The process five specifically: image is calculated in each pixel according to the formula that five step B, C of process provides in explanation
The C of pointi(x) and the value of g (x).In this example, it takes and determines parameter alpha1=40, α2=24, λ=12.
The process six specifically: utilize convex relaxation and that primal-dual interior pointmethod, introduce variable ps, pt, p, by energy functional
Conversion are as follows:
s.t.pi(x)≤Ci(x), qi(x)≤λg(x);I=0,1,2,3
To solve above-mentioned new model, using the technology of staggeredly iteration, respectively to i=0,1,2,3, iteratively calculate following formula
Son:
1, fixed variableOptimization Solution
This step can use Chambolle
Projection algorithm solves;
2, fixed variable updates
3, fixed variableIt updates
4, fixed variableIt updates
Iterative steps k=k+1 repeats the above 1-4 iteration until stopping after convergence.
Wherein, c is the step-length in iteration, is set as 0.35 in this example.G is that this illustrates that boundary defined in step 4 is visited
It surveys function g (x).After finally solving above-mentioned model, optimum segmentation label function
5, to obtained label functionTwo-value words, obtain final segmentation result, specifically,
Ωi=x ∈ Ω | ui(x)=max (u0(x), u1(x), u2(x), u3(x)) }, respectively for i=0,1,2,3.
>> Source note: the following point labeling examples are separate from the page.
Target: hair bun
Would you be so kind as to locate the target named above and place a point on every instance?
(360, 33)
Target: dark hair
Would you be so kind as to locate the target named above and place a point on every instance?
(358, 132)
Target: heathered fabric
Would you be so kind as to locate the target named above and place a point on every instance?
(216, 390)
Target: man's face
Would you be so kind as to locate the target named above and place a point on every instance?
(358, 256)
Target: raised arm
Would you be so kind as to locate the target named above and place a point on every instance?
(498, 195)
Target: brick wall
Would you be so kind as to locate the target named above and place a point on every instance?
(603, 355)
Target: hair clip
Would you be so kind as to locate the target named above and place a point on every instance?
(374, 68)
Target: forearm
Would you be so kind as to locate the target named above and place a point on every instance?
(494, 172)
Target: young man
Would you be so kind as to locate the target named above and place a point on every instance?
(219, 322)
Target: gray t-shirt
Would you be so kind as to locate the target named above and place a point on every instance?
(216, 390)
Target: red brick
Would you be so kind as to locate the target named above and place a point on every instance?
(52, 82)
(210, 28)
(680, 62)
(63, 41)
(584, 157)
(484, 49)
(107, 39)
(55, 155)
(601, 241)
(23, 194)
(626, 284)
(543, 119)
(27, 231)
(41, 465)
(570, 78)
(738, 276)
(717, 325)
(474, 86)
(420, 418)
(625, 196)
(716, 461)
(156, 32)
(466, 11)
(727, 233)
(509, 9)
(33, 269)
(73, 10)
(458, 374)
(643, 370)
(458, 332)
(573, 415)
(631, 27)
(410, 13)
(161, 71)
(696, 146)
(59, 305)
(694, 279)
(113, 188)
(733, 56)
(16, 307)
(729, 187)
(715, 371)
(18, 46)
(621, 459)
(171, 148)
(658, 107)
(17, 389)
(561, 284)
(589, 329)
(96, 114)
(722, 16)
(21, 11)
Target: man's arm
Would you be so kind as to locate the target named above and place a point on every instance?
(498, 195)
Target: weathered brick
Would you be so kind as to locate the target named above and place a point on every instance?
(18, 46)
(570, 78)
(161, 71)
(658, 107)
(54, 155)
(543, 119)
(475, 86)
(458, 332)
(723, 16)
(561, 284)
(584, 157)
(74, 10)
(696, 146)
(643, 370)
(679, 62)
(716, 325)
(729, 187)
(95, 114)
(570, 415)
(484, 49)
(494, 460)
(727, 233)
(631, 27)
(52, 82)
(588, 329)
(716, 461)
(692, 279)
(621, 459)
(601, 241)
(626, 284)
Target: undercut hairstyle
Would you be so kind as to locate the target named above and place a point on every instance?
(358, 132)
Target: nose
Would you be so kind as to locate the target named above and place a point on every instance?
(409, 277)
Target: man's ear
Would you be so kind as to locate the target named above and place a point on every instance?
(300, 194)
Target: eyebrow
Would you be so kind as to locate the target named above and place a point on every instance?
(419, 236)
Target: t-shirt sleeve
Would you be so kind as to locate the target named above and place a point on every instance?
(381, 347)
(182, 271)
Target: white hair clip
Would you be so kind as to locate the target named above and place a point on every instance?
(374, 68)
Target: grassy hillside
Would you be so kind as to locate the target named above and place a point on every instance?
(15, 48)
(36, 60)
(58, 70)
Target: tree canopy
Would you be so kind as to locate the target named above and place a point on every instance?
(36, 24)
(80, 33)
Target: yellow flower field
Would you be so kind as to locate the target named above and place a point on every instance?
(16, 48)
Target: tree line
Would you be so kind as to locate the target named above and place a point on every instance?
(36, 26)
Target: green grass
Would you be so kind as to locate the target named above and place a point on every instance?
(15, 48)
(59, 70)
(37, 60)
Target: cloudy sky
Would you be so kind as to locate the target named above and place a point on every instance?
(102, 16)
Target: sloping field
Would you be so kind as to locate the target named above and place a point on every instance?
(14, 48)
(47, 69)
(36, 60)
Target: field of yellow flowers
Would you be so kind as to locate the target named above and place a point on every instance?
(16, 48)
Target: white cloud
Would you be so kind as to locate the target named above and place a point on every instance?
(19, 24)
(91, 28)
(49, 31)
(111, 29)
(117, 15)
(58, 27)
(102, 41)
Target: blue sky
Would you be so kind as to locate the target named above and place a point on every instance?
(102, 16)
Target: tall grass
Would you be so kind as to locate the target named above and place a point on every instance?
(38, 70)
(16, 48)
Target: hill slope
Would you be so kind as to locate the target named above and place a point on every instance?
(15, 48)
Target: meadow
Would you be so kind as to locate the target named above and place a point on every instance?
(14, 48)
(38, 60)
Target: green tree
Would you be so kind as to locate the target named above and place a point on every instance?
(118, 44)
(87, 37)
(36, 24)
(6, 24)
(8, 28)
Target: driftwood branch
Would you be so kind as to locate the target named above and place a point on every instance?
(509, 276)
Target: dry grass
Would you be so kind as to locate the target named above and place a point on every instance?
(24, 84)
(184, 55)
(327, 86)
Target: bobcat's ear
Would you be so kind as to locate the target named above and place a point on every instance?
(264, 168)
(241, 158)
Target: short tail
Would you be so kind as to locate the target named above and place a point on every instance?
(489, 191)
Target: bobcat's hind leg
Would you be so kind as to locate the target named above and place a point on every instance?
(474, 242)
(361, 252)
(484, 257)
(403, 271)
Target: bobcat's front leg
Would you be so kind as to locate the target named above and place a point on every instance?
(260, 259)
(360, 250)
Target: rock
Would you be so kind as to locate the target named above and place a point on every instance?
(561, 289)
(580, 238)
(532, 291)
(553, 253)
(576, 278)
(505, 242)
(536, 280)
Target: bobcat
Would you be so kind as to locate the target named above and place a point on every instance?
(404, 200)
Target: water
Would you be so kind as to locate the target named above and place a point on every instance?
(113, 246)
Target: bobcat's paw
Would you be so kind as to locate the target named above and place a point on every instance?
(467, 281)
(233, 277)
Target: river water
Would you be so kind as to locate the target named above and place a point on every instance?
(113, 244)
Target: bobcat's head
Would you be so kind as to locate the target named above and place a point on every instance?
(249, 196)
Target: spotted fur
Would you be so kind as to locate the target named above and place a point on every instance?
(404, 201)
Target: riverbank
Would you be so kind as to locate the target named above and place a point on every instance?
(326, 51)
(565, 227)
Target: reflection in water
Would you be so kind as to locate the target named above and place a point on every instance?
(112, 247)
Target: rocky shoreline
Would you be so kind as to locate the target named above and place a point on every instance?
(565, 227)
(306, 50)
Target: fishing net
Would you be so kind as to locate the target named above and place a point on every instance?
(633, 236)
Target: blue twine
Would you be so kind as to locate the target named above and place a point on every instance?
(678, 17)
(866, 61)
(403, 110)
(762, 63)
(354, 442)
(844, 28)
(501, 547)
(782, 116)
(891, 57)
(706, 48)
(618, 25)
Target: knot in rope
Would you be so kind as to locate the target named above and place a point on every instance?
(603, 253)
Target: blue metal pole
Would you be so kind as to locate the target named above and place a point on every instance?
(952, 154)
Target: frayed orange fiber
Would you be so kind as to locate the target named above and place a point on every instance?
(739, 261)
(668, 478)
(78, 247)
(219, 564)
In above-mentioned symbol, s.t. indicates " constrained in ";Max indicates maximizing, and min expression is minimized;K and k+1
Indicate iteration kth step and+1 step of kth;The subscript k of equal symbols indicates iteration kth step;Arg max expression, which is asked, to be made
Obtain the maximum variate-value of energy function;|| ||∞Indicate Infinite Norm;Div indicates divergence operator;:=indicate " being defined as ";∫Ω
Indicate the integral in the Ω of region;Dx indicates domain integral member;Set omega0, Ω1, Ω2, Ω3Respectively correspond background, liver, spleen
Dirty and kidney region.
The process seven specifically: to the binary segmentation result that process seven obtains, fill out the processing of hole operator with two dimension.Specifically
, to every tomographic image of volume data, detect the hole in liver area, it is believed that liver is also belonged to by the hole that liver surrounds,
The value of its corresponding binary segmentation result is set as 1.Similarly, same processing is also done to spleen, kidney region.
The the 118th, 189 layer of the respectively exemplary three-dimensional volume data of Fig. 2,5.Fig. 3,6 is by Three dimensional convolution Processing with Neural Network
Initial segmentation afterwards, Fig. 4,7 are the technology of the present invention treated final segmentation result.As can be seen that Three dimensional convolution network can be with
The position of liver, kidney and spleen is accurately navigated to, but segmentation result is inaccurate;By point of region-competitive model
It cuts, available each accurate segmentation result of organ.
Finally it should be noted that the above enumerated are only specific embodiments of the present invention.It is clear that the invention is not restricted to
Above embodiments can also have many variations.Those skilled in the art can directly lead from present disclosure
Out or all deformations for associating, it is considered as protection scope of the present invention.